L’expérience d’Aubagne pose surtout la question de la viabilité financière d’un tel projet. En passant à la gratuité, la communauté d’agglomération réalise certes une économie de 200 000 à 250 000 euros. Mais elle se passe de 700 000 euros de recettes annuelles, soit près de 8 % du budget «Cela est faible par rapport au budget de la communauté d’agglomération» , précise Robert Abad. Pour compenser ce manque à gagner, on mise sur l’augmentation de la fiscalité à travers «le versement transports» payé par les entreprises locales. Il a pu passer de 0,6 % à 1,05 % du fait de l’augmentation de la population. Mais puisque l’objectif est de doubler à terme la fréquentation (de deux à quatre millions), cela obligera à un renforcement puis à un développement de l’offre de transports. Et donc à une augmentation bien plus forte des dépenses… Pour le moment, la gratuité se fait exclusivement dans les communes de taille moyennes (entre 10 000 et 75 000 habitants) et où les recettes commerciales sont assez faibles, souligne le Groupement des autorités responsables des transports publics (GART) qui d’ailleurs estime que, dans les plus grandes agglomérations, la gratuité n’est ni souhaitable, ni viable.
NOUVELLES RECETTES
Jean Brafman (PCF), conseiller régional d’Ile-de-France et membre du STIF (Syndicat des transports d’Ile-de-France) se bat lui aussi pour la gratuité car «elle permet un exercice complet du droit à la mobilité. Mais cela ne se décrète pas» . En Ile-de-France, il a déjà fallu se battre pour faire admettre aux élus socialistes la gratuité pour les revenus modestes, «en menant le débat, toujours dans la double perspective du droit à la mobilité et de la hausse de la fréquentation.» Aujourd’hui, les résultats sont là : la carte solidarité (qui offre soit la gratuité, soit une réduction de 75 %) a plus de 110 000 bénéficiaires malgré une information sur ces tarifs encore très lacunaire. Une diminution de la fraude a également été repérée sur le réseau francilien. Mais les tarifs sociaux ne suffisent pas pour Jean Brafman : il faut aujourd’hui étendre la gratuité aux jeunes en insertion et trouver comment lutter contre les effets de seuil, notamment avec l’explosion de la catégorie des travailleurs pauvres. «C’est pourquoi je crois à l’idée de la carte de tarification unique, voire de la gratuité» , poursuit l’élu communiste. Sauf qu’en Ile-de-France, la tarification pèse près de 35millions d’euros de recettes annuelles… D’une tout autre ampleur qu’à Aubagne. D’où la recherche de nouvelles recettes. «On n’envisage jamais d’évaluer la richesse créée par les transports, poursuit Jean Brafman. Pourquoi les entreprises qui profitent d’un réseau de transports ne participeraient, en contrepartie des richesses que les transports publics leur permettent de créer ? Je pense notamment aux centres commerciaux.» Sans oublier les plus-values foncières liées à la création de gares, ajoute Denis Baupin. «Outre le «versement transports», on pourrait consacrer une part de la TIPP (1) ou des péages autoroutiers : y compris en en créant là où c’est gratuit :, à ces dépenses. Et plus globalement, tout ce que peut rapporter la fiscalité sur les pollutions telles que la taxe CO2 ou la part de la tarification du stationnement.»

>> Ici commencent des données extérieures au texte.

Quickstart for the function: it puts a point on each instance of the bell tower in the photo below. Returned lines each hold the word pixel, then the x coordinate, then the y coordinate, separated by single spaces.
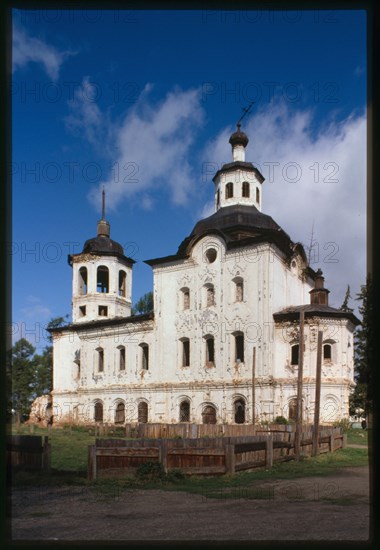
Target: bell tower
pixel 102 277
pixel 238 182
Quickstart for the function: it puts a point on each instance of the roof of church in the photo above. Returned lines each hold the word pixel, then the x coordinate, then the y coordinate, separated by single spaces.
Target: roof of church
pixel 246 166
pixel 102 244
pixel 239 225
pixel 139 318
pixel 311 310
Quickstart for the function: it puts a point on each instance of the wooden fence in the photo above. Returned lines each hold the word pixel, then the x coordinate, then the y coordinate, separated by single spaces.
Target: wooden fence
pixel 185 429
pixel 28 452
pixel 204 456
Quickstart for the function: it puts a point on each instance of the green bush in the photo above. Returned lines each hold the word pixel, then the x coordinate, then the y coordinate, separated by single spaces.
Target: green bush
pixel 150 471
pixel 280 420
pixel 344 423
pixel 174 475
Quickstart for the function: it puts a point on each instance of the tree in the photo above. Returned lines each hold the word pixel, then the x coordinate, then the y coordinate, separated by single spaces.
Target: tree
pixel 144 304
pixel 43 376
pixel 362 397
pixel 21 372
pixel 347 297
pixel 29 375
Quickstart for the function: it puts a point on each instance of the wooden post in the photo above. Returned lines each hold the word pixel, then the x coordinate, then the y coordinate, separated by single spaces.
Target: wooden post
pixel 317 403
pixel 230 459
pixel 253 386
pixel 163 454
pixel 91 464
pixel 269 452
pixel 297 435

Mais comme le rappelle Jean Brafman, «tant qu’on n’a pas la maîtrise sur les richesses des transports, tout repose sur les usagers et les collectivités territoriales» . Ainsi la maîtrise du «versement transports» est majeure. En augmentant d’un dixième de point le taux, on gagne immédiatement des recettes considérables. Mais tout faire reposer sur cette taxe, assisse sur les salaires, constituerait aussi un risque. La gratuité pour les transports publics, une utopie du XXIe siècle ? Il s’agit en tout cas d’une question essentielle.
E.C.
1. Taxe intérieure sur les produits pétroliers.